O falso intérprete da linguagem de sinais que atuou na cerimônia fúnebre em homenagem ao ex-presidente sul-africano Nelson Mandela negou nesta quinta-feira ser uma fraude, alegando ter sofrido um ataque de esquizofrenia e alucinações.
Thamasanqa Jantjie foi acusado de ser uma fraude por membros da comunidade sul-africana de surdos, que afirmaram que sua tradução durante os discursos de Barack Obama e de outros líderes mundiais não passou de gestos com os braços.
Jantjie insistiu nesta quinta-feira que era um intérprete qualificado, mas justificou seu comportamento por um súbito ataque de esquizofrenia, doença pela qual ele toma remédios. "Não havia nada que eu pudesse fazer. Eu estava sozinho em uma situação muito perigosa", declarou ao jornal The Star, de Johannesburgo, acrescentando que estava ouvindo vozes e alucinando.
"Eu tentei me controlar e não mostrar ao mundo o que estava acontecendo. Sinto muito. É a situação na qual me encontrei", acrescentou.
Mas a justificativa de Jantjie aparentemente suscitou tantas perguntas quanto respostas.
Organizações de surdos da África do Sul criticaram a alegação de que era um problema isolado, afirmando que já haviam se queixado anteriormente ao governo sobre Jantjie.

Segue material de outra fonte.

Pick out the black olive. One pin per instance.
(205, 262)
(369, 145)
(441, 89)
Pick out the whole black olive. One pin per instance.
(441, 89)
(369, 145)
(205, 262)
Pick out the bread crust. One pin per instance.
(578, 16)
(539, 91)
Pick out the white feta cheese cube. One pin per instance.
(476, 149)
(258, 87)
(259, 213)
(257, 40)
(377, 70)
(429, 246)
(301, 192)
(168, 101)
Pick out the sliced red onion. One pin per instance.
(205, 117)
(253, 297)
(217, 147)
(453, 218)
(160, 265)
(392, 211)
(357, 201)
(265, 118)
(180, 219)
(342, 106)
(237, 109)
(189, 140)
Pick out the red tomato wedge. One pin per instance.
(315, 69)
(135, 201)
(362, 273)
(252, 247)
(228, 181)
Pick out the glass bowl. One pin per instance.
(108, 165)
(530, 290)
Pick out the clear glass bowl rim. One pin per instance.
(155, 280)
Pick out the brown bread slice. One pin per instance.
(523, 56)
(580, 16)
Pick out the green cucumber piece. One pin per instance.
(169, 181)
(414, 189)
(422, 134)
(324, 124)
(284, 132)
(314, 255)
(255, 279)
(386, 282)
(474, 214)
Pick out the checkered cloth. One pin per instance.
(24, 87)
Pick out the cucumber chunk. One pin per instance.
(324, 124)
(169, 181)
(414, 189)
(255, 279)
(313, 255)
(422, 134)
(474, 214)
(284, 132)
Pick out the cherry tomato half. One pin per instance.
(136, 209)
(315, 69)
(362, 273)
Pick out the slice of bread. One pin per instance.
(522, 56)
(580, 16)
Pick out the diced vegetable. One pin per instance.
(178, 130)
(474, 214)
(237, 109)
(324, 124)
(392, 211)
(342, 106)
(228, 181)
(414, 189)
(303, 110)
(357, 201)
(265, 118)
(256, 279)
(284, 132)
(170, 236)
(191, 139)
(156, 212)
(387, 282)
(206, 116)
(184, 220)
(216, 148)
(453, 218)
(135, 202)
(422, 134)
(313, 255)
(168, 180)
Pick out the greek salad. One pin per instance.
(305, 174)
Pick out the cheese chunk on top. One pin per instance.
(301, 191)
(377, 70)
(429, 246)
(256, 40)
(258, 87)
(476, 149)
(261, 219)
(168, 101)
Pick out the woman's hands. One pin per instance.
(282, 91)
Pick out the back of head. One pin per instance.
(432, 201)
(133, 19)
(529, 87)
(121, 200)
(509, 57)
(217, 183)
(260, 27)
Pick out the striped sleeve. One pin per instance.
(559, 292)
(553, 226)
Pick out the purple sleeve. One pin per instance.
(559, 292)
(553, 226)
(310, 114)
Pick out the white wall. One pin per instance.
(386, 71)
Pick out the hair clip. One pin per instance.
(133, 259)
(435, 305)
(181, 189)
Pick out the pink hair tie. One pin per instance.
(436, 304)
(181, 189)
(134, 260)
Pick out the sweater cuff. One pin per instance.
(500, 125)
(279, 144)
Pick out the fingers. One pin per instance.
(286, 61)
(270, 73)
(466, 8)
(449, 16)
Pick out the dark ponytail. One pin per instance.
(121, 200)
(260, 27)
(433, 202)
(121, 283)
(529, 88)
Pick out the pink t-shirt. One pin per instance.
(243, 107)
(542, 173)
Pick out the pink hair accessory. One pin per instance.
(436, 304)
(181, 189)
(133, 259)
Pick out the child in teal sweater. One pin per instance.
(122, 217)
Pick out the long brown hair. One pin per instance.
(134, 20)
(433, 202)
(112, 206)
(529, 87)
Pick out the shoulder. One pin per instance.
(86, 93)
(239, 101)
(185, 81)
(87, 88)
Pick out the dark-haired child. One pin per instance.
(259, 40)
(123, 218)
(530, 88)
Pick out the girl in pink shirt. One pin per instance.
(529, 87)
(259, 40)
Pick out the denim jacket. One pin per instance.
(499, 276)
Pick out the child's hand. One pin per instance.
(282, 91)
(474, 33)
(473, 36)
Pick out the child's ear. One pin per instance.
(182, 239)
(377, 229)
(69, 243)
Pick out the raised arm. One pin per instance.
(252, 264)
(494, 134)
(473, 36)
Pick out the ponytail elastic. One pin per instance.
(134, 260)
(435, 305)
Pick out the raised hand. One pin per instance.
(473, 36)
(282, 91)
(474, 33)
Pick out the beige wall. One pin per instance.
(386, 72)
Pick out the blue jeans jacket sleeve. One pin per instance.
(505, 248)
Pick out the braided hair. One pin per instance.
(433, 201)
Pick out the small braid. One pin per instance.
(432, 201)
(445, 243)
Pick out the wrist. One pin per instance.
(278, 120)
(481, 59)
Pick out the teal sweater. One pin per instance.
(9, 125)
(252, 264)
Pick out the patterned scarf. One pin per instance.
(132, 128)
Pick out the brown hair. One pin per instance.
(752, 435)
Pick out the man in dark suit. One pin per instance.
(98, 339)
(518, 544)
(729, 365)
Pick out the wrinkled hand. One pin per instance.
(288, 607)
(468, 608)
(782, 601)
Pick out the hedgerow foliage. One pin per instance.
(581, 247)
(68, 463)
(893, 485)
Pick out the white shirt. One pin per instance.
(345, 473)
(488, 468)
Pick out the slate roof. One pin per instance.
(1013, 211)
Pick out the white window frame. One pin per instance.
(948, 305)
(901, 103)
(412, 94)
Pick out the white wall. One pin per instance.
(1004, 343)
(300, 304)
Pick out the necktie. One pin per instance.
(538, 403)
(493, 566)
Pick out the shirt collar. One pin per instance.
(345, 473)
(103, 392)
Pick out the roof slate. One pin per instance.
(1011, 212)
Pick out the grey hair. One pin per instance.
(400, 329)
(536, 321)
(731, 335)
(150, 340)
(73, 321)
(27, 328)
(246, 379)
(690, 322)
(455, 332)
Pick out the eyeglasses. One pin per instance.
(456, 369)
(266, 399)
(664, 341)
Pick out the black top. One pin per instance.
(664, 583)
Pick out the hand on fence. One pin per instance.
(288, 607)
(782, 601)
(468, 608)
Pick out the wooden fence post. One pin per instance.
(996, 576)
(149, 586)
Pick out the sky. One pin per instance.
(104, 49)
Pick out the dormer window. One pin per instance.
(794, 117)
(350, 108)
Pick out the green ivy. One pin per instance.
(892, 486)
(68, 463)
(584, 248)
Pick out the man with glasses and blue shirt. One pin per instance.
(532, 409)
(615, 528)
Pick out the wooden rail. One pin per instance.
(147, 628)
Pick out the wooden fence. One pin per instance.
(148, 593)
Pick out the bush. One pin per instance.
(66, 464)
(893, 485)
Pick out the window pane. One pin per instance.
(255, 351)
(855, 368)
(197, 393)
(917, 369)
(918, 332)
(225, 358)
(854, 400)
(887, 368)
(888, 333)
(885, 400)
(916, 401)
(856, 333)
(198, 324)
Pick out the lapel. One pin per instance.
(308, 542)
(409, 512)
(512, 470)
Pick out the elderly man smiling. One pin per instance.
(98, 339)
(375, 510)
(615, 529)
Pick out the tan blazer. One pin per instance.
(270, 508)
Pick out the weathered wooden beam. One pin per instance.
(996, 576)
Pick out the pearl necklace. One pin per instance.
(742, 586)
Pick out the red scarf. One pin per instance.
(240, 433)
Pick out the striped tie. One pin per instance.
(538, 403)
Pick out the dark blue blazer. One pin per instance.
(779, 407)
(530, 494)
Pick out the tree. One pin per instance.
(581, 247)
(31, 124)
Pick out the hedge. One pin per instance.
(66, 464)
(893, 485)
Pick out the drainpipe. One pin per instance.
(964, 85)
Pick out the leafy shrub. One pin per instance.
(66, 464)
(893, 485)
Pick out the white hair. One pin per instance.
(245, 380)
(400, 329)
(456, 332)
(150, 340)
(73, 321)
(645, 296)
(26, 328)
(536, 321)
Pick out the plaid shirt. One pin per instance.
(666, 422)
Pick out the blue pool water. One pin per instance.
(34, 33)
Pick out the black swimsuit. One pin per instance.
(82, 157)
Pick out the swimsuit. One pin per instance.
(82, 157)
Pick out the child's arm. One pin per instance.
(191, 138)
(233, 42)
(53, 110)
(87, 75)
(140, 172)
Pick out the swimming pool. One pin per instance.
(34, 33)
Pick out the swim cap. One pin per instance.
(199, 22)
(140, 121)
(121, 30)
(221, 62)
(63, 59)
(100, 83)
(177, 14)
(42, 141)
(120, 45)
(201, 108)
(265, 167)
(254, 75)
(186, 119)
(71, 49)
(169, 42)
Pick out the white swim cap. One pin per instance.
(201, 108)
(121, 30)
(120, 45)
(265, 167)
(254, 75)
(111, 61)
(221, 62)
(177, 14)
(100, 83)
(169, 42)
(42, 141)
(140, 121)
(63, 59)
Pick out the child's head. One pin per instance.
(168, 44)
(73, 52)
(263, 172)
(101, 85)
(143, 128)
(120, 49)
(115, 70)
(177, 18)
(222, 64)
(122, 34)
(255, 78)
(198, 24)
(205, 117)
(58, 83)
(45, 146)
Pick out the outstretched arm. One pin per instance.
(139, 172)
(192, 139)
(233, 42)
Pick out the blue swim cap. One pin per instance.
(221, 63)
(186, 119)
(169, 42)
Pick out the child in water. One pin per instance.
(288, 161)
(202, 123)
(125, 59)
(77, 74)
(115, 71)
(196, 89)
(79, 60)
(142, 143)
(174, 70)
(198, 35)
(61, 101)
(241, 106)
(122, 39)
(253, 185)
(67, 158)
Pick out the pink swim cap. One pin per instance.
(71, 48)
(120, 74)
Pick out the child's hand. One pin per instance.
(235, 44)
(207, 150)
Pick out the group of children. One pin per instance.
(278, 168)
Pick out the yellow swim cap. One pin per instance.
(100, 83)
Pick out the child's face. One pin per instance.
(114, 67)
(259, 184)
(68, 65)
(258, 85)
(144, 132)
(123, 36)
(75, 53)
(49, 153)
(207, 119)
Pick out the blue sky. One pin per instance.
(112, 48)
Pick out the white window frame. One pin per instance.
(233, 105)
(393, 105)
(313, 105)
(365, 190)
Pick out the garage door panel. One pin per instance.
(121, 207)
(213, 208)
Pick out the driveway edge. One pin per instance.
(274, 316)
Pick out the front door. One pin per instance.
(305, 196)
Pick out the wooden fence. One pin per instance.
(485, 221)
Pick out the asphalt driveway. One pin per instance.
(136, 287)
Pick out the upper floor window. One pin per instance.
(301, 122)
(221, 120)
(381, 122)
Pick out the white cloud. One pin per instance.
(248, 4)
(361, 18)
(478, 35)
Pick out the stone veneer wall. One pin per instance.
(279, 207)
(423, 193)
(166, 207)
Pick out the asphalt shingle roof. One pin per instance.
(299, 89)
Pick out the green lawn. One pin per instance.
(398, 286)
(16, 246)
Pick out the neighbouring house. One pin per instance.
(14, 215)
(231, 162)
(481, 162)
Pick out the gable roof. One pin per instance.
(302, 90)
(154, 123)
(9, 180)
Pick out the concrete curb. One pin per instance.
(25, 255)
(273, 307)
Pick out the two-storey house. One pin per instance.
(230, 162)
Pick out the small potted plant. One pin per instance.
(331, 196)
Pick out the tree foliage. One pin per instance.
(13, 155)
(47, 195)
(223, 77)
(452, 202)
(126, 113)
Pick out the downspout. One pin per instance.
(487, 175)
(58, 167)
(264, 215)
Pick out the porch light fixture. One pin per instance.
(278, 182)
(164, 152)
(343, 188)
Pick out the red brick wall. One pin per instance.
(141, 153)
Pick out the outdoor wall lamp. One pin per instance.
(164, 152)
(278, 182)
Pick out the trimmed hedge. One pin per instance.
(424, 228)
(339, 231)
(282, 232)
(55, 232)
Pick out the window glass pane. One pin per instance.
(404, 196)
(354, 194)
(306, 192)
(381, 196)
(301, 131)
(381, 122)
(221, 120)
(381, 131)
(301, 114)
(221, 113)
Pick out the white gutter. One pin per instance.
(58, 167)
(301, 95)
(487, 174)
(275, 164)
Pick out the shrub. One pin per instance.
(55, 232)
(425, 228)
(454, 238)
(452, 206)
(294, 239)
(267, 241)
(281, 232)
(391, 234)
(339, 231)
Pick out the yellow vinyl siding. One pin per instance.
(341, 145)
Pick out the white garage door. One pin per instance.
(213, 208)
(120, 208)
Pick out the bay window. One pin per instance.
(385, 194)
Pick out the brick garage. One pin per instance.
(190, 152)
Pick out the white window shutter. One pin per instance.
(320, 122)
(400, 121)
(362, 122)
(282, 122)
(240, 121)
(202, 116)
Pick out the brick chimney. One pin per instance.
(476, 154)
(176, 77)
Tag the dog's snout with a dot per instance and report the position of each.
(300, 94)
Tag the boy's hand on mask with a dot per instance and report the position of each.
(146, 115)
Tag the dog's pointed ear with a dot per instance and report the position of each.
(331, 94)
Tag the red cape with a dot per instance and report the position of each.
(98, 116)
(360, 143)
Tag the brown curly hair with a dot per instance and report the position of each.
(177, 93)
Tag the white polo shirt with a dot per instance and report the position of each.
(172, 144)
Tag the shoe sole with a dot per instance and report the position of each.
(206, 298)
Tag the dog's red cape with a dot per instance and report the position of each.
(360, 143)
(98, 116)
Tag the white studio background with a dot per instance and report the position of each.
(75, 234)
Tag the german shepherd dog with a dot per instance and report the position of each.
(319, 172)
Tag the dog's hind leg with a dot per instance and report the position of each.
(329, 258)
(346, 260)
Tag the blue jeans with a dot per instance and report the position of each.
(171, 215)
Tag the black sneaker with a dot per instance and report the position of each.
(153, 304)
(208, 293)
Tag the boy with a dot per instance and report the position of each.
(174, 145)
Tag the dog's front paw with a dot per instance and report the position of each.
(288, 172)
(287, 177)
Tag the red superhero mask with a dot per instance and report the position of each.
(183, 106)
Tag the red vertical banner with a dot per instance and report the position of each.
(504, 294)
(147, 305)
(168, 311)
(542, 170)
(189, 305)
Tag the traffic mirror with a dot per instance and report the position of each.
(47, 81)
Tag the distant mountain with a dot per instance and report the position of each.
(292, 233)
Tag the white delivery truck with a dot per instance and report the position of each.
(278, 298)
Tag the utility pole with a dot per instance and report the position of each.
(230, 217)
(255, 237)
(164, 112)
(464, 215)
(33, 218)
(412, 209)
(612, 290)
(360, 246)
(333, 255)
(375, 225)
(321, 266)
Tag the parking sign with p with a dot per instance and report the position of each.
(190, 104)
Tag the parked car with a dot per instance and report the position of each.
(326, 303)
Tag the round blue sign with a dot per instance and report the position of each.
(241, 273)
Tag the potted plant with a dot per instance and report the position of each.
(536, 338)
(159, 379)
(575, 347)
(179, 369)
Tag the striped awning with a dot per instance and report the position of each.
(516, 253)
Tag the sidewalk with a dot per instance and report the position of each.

Imagens mostraram o intérprete atuando em um discurso do presidente Jacob Zuma nas celebrações do aniversário de 100 anos do partido ANC, no poder, em 2012.
Problemas de segurança
O governo sul-africano admitiu nesta quinta-feira "que é possível que tenha ocorrido um erro a partir do momento em que outras pessoas não compreenderam o intérprete", reconhecendo que Jantjie "não era um intérprete de linguagem de sinais profissional".
"Mas eu não acho que ele tenha sido pego da rua", declarou Hendrietta Bogopane-Zulu, vice-ministra para as mulheres, crianças e pessoas com deficiência, afirmando que ele pode ter tido problemas com o inglês ou poderia estar cansado.
Bogopane-Zulu também admitiu que o governo não conseguiu rastrear a empresa na qual Jantjie trabalhou. "Nós falamos com eles buscando algumas respostas e eles desapareceram", declarou. "Parece que eles estiveram enganando o tempo todo", disse.
Estas revelações também levantam questões sobre como Jantjie, que estava em certo momento a pouco mais de um braço de distância de Obama e do secretário-geral da ONU, Ban Ki-moon, foi examinado e recebeu autorização da segurança para entrar no local.
A Casa Branca direcionou todas as perguntas sobre o assunto ao governo sul-africano, mas declarou que seria lamentável se o incidente ofuscasse as "observações muito poderosas" de Obama na cerimônia. "Seria uma vergonha se uma distração sobre um indivíduo que estava no palco prejudicasse de alguma forma a importância do evento e a importância do legado do presidente Mandela", afirmou o porta-voz adjunto Josh Earnest a jornalistas em Washington.
As ações de Jantjie no memorial desencadearam indignação na comunidade surda e levaram à abertura de uma investigação pelo governo.
Cara Loening, diretora da organização Educação e Desenvolvimento da Linguagem de Sinais da Cidade do Cabo, afirmou que Jantjie era um completa fraude e parecia "que tentava espantar as moscas perto de seu rosto".
Perguntado sobre as razões pelas quais simplesmente não abandonou o palco, Jantjie disse que, dada a importância histórica do evento, ele se sentiu obrigado a ficar, mesmo que não conseguisse ouvir ou se concentrar adequadamente. "A vida é injusta. Esta doença é injusta", declarou. "Qualquer pessoa que não entenda esta doença vai pensar que eu estou inventando isso", acrescentou.
A tradução feita por Jantjie apareceu em completo desacordo com a apresentada pela emissora pública SABC, que era mostrada em uma pequena janela nas telas da rede de televisão.
O Instituto de Tradutores da África do Sul declarou na quarta-feira que já tinha certas reservas em relação a Jantjie. O presidente do instituto, Johan Blaauw, declarou que foram feitas queixas sobre o seu trabalho em ocasiões anteriores, mas que o partido do governo não tomou nenhuma atitude.
O governo, por sua vez, negou que o escândalo tenha prejudicado a reputação do país. "Estamos envergonhados como país? Eu não acho que seja a escolha certa das palavras", declarou Bogopane-Zulu.